The registers have the following formats depending on how bit 21 is set.
Format as an "external" base, with bit 21 set:

1 1 2 2 22
0 7 8 0 1 23
+------------------+---+-+--+
| PDW |\\\|1|\\|
+------------------+---+-+--+

Format as a component to the effective "internal" address with a pointer to an "external" base, with bit 21 clear:

1 1 2 2 22
0 7 8 0 1 23
+------------------+---+-+--+
| PY |PB |0|\\|
+------------------+---+-+--+


  • PDW is the Pointer to a descriptor word
  • PY is the component P of the effective internal address 'Y'
  • PB is pointer to another base register whose bit 21 = 1
In Multics, an even-numbered abr and the following odd-numbered abr were paired.
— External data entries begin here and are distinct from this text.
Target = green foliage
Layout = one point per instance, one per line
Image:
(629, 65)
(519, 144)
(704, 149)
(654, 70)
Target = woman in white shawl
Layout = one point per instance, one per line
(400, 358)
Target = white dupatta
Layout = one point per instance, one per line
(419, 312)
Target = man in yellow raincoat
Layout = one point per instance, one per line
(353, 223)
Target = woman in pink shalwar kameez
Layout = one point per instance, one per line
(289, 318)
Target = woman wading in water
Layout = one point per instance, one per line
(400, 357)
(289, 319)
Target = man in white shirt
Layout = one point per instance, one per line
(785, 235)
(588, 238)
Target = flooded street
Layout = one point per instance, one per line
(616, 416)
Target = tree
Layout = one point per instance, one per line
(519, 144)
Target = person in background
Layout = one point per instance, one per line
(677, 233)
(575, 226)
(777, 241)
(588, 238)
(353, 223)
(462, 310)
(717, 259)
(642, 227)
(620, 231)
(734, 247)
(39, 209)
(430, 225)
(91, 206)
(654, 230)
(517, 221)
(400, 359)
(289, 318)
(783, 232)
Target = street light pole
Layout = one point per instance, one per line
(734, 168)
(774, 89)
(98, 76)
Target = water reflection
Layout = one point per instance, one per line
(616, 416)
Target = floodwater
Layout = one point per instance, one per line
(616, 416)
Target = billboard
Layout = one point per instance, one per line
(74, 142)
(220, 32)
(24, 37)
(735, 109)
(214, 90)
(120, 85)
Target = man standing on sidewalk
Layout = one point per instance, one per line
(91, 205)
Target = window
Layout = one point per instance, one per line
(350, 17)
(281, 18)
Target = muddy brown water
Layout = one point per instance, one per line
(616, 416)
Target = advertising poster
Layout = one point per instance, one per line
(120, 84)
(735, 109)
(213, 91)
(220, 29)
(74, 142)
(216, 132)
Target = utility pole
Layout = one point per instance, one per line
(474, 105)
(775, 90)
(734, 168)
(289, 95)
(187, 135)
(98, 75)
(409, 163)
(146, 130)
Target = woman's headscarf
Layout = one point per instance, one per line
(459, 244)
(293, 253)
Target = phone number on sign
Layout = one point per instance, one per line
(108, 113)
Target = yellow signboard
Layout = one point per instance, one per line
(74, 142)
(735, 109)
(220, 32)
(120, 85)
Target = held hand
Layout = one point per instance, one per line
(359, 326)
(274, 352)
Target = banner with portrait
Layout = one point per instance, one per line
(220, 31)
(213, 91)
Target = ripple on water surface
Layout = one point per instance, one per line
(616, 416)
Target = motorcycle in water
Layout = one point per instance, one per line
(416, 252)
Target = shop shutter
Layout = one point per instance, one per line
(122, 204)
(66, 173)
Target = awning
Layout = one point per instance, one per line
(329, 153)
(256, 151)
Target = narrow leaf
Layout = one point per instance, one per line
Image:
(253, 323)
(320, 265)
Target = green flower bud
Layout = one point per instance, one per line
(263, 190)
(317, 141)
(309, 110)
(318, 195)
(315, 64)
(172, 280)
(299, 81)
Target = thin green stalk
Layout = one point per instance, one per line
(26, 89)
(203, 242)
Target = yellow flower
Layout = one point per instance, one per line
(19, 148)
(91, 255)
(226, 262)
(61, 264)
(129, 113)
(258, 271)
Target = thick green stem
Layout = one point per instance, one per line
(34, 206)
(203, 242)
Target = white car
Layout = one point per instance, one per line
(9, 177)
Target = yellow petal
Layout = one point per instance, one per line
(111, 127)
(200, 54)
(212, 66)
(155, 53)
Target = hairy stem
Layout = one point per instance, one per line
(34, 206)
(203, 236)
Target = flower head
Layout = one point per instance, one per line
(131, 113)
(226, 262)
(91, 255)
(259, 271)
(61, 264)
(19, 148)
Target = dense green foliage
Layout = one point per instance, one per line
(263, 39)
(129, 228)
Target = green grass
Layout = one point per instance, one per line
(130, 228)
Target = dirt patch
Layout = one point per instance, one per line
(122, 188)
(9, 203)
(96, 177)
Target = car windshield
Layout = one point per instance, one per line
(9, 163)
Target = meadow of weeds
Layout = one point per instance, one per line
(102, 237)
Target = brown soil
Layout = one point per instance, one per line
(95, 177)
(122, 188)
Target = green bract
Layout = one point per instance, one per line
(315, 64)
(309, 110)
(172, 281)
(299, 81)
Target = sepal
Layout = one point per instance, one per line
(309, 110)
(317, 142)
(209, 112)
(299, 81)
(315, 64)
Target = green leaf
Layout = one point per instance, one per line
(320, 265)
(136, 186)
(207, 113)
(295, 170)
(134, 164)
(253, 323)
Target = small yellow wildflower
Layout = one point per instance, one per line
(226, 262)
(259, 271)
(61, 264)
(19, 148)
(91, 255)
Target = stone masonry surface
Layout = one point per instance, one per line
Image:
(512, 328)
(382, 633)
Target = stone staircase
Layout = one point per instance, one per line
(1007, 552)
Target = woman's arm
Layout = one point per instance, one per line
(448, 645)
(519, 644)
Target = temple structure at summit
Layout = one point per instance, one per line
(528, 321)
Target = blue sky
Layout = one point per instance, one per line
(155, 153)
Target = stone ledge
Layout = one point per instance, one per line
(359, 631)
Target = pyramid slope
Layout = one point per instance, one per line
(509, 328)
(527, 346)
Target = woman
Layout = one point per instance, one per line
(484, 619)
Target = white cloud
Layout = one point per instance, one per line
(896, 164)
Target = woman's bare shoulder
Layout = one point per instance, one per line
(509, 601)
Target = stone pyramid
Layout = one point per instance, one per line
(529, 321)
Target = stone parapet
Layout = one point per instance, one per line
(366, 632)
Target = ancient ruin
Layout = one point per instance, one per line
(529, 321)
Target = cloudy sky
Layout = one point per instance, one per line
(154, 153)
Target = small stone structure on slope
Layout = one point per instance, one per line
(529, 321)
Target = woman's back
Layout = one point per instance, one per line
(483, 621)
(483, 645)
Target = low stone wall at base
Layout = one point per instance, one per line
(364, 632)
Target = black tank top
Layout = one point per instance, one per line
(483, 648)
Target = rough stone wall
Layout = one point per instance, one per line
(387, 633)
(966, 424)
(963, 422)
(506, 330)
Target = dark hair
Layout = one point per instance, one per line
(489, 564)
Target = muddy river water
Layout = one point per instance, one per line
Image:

When writing in Assembly the standard Multics practice was to label these registers as follows:
  • ap for abr 0
  • ab for abr 1
  • bp for abr 2
  • bb for abr 3
  • lp for abr 4
  • lb for abr 5
  • sp for abr 6
  • sb for abr 7
The naming scheme is based around the following:
  • a for argument-list pointer
  • b for general base
  • l for linkage-segment pointer
  • s for stack-segment pointer
The 8 pointer registers in the Honeywell 6180 and its successors served the same purpose as the 4 paired base registers in the GE-645, referring to an offset within a segment.